What Sacco’s “Palestine” serves to the big tent of American journalism is a valuable marrying of advocacy journalism and the graphic novel format, which offers an “antidote” to the egregiously sanitized packaging of stories for broadcast news, and to the Israeli influence that saturates American media. That there are inculpable Israelis being disenfranchised by ongoing attacks between the nations is not up for debate in this story, because that’s not what the reporter came to discover at the time he sought it out.
Despite its release more than 20 years ago, Sacco’s work of illustrated reporting remains singular in both genres it occupies – at once a comic book and piece of investigative journalism – and a particularly potent form of either. The artist’s compassionate attention to the subject is nowhere more apparent than in his ability to depict a gamut of emotion with a black & white line drawing – from the hash marking of shadows in faces hung low in subtle anguish, to the gently lifted, twinkling eyes of those with a spark of hope amid repeated trauma.
Furthermore, the choice to draw the scene as the author interprets it, as opposed to photographing real life, helps the characters in “Palestine” speak for themselves. Where shocking images of devastation and destruction in the sensationalized news cycle distract from the individuals within the frame, often prompting us to avert our eyes, the simplified artistic rendering draws us in just enough to force us to read and to study their face, posture, and gestures. Where words can be misinterpreted, the physicality of emotion is universal.
The care in his approach as an investigative journalist can be seen in the episode titled “Remind Me,” asking, rhetorically, “Do we need to talk about 1948?” Occurring early in the series, this section chronicles his first days in the Palestinian refugee camp Balata but also serves as a sort-of dossier of the global players – former Prime Ministers, Egyptian singer Oum Koulsoumm and American actor Chuck Norris – whose influence on culture serves as a common cultural through-line in those Sacco meets.
He also shows disarming transparency in his personal perspective, unafraid to admit his naivety to warfare – and faith. During one scene a “freaked” Sacco blabs about bombs he heard in Ramallah. In another example, he talks to professional women at an office in Gaza about the nuances of wearing a hijab – a symbol of friction between the Islamic extremist group Hamas, now the de facto governing authority of the Gaza Strip, and the secular resistance, the Palestine Liberation Organization.

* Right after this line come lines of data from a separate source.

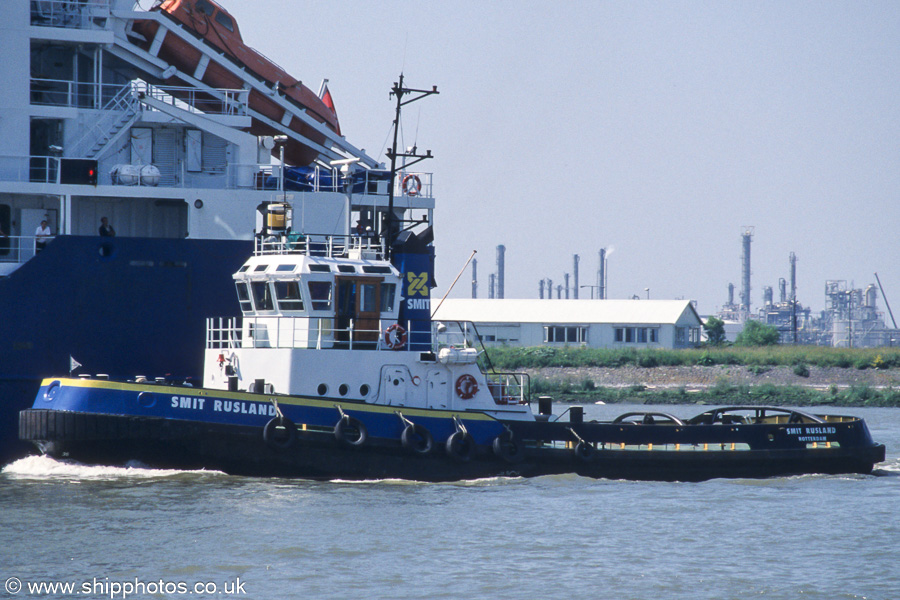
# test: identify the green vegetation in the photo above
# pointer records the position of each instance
(757, 334)
(719, 394)
(715, 331)
(508, 358)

“We wear it outside,” a young woman inside an office building told Sacco. Asked whether she felt obliged to wear a hijab due to Hamas, she said he’d “got it all wrong.”
“On the contrary, I want to believe strongly enough [to wear it],” she responded.
Sacco acknowledges what he does not understand, writing in an aside to the reader, “I see the gulf between us. I realize then I’ve forgotten what it’s like to have faith. I mean, I’ve forgotten what it’s like to want to have faith.”
Maltese American Sacco approached “Palestine” with an outsider’s perspective – inherently biased by American media – yet saliently condemned Israel’s occupation of Palestinian territories in his epilogue. As he wrote in his 2001 author’s note, “illegal Jewish settlements” which exist in still-growing numbers today, necessarily come with “all the consequences of occupation.”
The picture of Palestine through Sacco’s eyes is “remarkably even-handed” and “humanist in tone,” as one 2003 review of the book in The Guardian put it. His was a relatively novel take at the time when the collective of Western media had turned a blind eye to Palestine for fear of giving credence to an extremist government in Gaza. And, if we can believe his claim that he came to the project “from the standpoint of ‘Palestinian equals terrorist’,” then we can just as well believe he came to give opposing Israelis a fair shake.
What makes Sacco’s style of advocacy journalism so compelling is their power to emphasize feeling without words, telling stories in a way that cut to a person’s emotions and psychological state.
Columbia University professor Said wrote in his foreword, “There’s no obvious spin, no easily discernible line of doctrine in Joe Sacco’s often ironic encounters … [Few have] ever rendered this terrible state of affairs better.”